Ele olhou para o caderno, onde os nomes das noivas agora brilhavam sob a luz da lua, como se a própria tinta tivesse sido infundida com a luz das velas fantasmas.

— Eu levarei esses registros para Nova York — declarou ele. — Cada nome será gravado em pedra. Ninguém em Sleepy Hollow será esquecido novamente.

— O senhor é um homem de muitas palavras, Ichabod Crane — disse Katrina, aproximando-se dele até que suas testas se tocassem. — Mas são as suas ações que as tornam reais.

Naquela noite, Ichabod não dormiu, mas não foi por causa do medo. Ele passou as horas antes do amanhecer organizando seus pensamentos, escrevendo o relatório final que mudaria a história daquela pequena vila para sempre.

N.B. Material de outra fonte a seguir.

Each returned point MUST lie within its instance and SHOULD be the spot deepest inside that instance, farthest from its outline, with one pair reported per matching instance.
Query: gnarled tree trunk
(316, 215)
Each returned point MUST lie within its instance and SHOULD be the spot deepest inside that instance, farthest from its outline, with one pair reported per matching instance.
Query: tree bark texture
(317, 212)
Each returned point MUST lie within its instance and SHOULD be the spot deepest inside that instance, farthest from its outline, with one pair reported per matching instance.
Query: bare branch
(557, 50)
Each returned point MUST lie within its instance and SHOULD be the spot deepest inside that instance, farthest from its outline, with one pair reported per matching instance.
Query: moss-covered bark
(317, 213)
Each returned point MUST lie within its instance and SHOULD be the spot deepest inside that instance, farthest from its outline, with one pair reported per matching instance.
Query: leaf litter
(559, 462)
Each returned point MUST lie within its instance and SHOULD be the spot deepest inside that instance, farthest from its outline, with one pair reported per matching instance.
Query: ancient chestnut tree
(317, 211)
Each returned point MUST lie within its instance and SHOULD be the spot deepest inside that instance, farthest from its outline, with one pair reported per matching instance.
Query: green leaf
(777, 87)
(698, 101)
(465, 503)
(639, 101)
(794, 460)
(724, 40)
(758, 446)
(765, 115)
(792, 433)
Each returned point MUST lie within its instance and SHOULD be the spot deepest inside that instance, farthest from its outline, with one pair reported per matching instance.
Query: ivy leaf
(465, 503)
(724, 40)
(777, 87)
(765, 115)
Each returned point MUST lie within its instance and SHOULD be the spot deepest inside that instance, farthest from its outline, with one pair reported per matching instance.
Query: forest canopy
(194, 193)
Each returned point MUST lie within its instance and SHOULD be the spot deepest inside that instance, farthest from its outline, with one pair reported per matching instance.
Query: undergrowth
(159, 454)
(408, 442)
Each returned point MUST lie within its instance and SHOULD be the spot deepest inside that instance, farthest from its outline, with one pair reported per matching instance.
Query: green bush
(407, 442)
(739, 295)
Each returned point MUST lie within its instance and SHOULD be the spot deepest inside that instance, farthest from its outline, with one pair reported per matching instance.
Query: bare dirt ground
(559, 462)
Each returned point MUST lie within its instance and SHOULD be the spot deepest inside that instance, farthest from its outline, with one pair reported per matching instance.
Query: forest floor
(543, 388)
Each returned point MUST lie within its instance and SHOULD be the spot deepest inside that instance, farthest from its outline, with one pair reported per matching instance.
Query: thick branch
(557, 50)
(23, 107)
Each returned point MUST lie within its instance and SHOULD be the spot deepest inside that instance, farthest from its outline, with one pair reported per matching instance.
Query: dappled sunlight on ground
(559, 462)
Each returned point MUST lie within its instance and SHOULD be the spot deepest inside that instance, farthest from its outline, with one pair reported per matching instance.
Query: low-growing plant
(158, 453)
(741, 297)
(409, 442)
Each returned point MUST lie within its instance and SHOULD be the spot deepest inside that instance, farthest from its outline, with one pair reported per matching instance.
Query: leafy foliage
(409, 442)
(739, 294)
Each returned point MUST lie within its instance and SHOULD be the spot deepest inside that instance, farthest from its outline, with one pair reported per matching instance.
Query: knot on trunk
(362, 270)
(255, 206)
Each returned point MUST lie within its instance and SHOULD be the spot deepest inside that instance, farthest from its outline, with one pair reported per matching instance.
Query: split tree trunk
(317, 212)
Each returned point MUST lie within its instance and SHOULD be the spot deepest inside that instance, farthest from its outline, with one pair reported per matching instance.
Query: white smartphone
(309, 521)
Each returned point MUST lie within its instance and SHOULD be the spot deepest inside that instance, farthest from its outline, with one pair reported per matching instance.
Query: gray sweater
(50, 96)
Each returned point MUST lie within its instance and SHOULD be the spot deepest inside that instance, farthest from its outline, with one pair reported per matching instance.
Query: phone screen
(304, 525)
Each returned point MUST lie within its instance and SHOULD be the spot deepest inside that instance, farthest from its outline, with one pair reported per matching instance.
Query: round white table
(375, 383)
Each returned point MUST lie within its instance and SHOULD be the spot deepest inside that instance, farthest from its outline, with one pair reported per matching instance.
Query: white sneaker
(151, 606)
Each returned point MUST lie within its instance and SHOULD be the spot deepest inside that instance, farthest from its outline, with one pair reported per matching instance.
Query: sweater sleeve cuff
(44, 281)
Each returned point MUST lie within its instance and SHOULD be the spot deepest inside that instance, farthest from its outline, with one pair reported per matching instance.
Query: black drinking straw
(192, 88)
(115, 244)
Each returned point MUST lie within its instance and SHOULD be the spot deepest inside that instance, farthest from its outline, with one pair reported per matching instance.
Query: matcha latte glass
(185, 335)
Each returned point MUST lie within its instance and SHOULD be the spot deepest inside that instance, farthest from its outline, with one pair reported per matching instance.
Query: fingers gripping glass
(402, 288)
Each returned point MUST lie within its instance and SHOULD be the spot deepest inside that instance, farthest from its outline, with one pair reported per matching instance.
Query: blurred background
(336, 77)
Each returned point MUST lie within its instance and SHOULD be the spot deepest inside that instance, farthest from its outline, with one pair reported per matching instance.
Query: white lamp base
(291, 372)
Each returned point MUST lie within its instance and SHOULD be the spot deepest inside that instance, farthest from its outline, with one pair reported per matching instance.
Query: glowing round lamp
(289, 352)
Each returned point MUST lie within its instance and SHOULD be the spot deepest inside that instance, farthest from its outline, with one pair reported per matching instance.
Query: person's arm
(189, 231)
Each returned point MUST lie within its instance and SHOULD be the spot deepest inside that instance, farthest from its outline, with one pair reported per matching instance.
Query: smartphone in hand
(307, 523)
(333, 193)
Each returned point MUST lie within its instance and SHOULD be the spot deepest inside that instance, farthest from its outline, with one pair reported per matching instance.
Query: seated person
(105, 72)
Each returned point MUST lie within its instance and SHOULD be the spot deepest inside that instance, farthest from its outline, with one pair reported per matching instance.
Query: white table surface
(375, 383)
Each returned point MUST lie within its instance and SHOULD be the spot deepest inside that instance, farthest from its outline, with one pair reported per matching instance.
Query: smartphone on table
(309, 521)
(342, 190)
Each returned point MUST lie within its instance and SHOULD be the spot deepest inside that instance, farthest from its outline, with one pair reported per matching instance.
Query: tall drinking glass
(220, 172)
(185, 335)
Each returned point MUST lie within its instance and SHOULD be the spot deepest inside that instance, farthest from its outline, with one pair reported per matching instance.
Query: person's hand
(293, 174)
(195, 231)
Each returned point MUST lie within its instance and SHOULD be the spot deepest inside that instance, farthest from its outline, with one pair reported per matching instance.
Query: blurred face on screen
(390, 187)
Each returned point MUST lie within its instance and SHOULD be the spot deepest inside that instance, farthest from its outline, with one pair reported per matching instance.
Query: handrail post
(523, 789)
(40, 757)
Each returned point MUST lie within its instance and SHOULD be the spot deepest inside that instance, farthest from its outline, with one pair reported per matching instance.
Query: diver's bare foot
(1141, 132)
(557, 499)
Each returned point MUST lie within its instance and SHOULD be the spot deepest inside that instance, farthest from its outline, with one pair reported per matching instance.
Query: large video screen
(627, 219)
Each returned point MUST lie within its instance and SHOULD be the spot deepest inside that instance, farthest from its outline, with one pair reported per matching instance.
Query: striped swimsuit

Ele sabia que as cicatrizes de Sleepy Hollow permaneceriam, e que a névoa sempre voltaria a se enroscar nas árvores, mas agora havia uma luz que nenhuma superstição poderia apagar.

Ao amanhecer, Ichabod e Katrina caminharam até a orla da floresta uma última vez. O chão ainda estava úmido, mas a lama não parecia mais viscosa ou ameaçadora. No centro da clareira, onde a Velha Capela um dia se erguera, uma única flor branca desabrochara entre as pedras — uma flor que não pertencia a nenhuma espécie que Ichabod conhecesse, mas que ele decidiu não tentar catalogar.

— O senhor voltará para a cidade? — perguntou Katrina, enquanto observavam o sol pálido subir sobre as colinas.

— Eu preciso — respondeu ele, embora seu olhar permanecesse fixo nela. — Mas deixarei meu coração guardado entre as páginas deste caderno, e entre as sombras deste lugar.

— Então eu cuidarei dele — disse ela, apertando a mão de Ichabod. — Até que o senhor retorne para ler o que o tempo escreveu em nossa ausência.

Ichabod Crane, o homem da razão, sorriu. Ele percebeu que, em Sleepy Hollow, a maior descoberta não era um fato científico, mas a aceitação de que o mistério era o que tornava a vida digna de ser vivida. E enquanto ele se preparava para partir, ele soube que, não importava quão longe ele fosse, os pés cobertos de lama das noivas sempre o lembrariam de que a verdade, assim como o amor, é algo que floresce mesmo nos lugares mais sombrios.